CATANIA – Discariche dovunque. In qualsiasi ancgolo meno visibile della città si accumulano montagne di rifiuti, spesso tossici e altamente nocivi, di cui nessuno sembra voler occuparsi. a soffrire sono, in particolare, le periferie. Di questo ci scrive un lettore, stanco di segnalazioni che cadono sembre nel vuoto.
Ecco il testo della lettera.
“Spett.le Comando,
scrivo la presente dopo che da più di tre mesi ho informato per svariate volte il Comando Polizia Municipale telefonicamente.
Mi trovo costretto a scrivere per ottenere qualcosa che, a mio avviso, dovrebbe rientrare nei Vostri compiti istituzionali, per i quali un cittadino comune è chiamato a pagare fior di quattrini di tasse.
Circa (o più) tre mesi fà ho telefonato più volte al Comando per segnalare che in viale Benedetto Croce, zona San Nullo – Trappeto Sud, qualche bolordo delinquente aveva pensato bene di disfarsi di un po’ di materiale di risulta sul ciglio della strada. A quel punto mi sono premurato ad avvertirvi e, dopo essermi dovuto sentire dire che compito dei Vigili era solo quello di avvertire chi di competenza (non dovreste anche vigilare a che le vostre segnalazioni vengano esitate? Vigili – Vigilare? No?) mi fu detto che sarebbe intervenuto qualcuno a verificare la situazione. Ho più volte specificato che non si sa se tra questo materiale ci sia amianto, ma ciò non toglie che trattasi di rifiuti speciali. Avevo anche più volte precisato che il materiale era poco, tanto che sarebbe bastato un piccolo motocarro (davvero sarebbero bastati due o tre sacchi) per liberare il tutto. Inoltre, lo stesso balordo (presumo perché li ho notati lo stesso giorno) ne ha lasciato dell’altro dietro i cassonetti (di fronte il civico 30).
Penserete “Ma questo qui per tre sacchi di cemento e mattoni ci disturba così tante volte?” Ma io penso che lì a pochi metri c’è una scuola materna, la Petrarca, che quotidianamente passano centinaia di famiglie, e che, soprattutto, pago le tasse per vedere rispettati i miei diritti.

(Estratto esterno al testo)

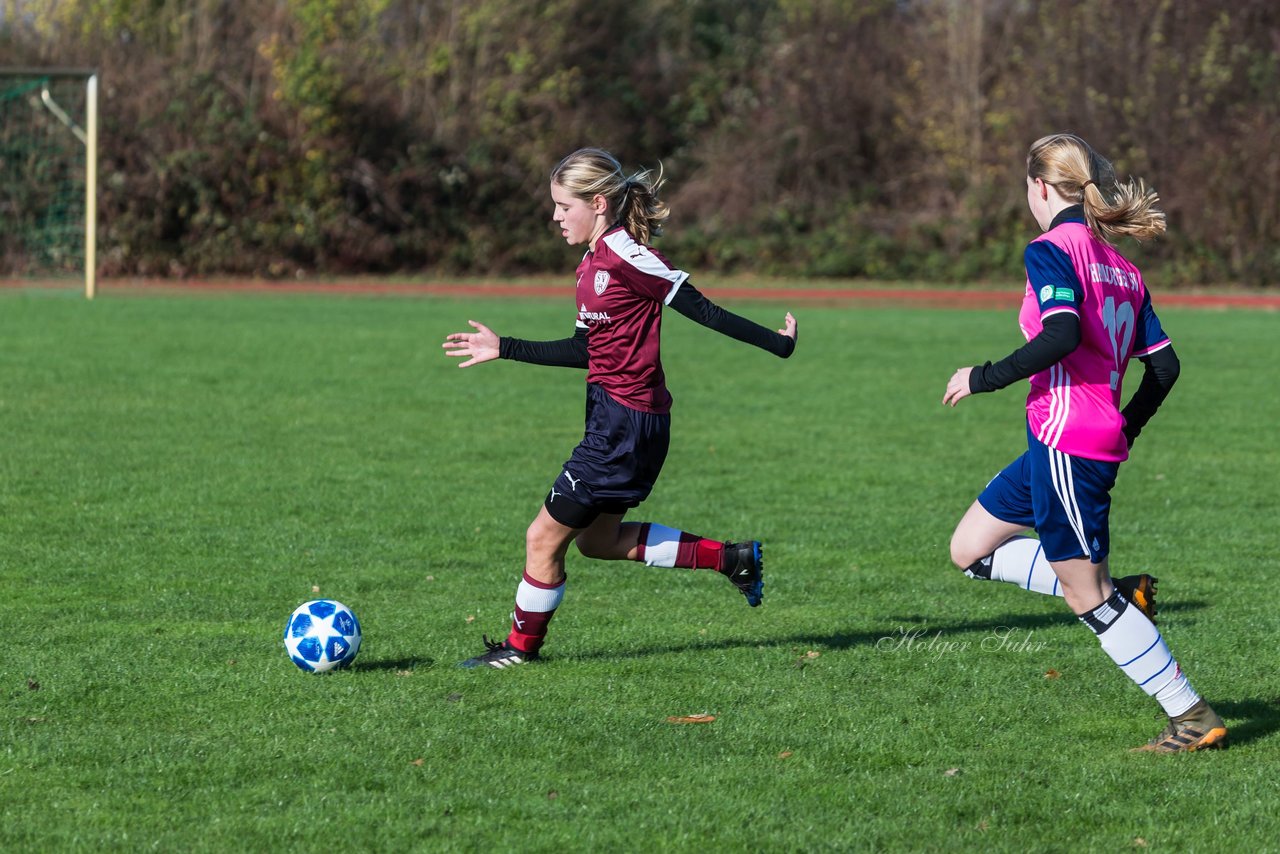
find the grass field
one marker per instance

Il materiale è ancora lì e più passa il tempo più si infiltrerà nel terreno e volerà nell’aria. Una parte si trova nei pressi del civico 24-26, nel rialzo che la strada fà sulla destra, l’altro dietro i cassonetti di fronte al civico 30, a pochi passi dal primo.
Se vogliamo che le cose a Catania cambino bisogna cominciare dalle più piccole.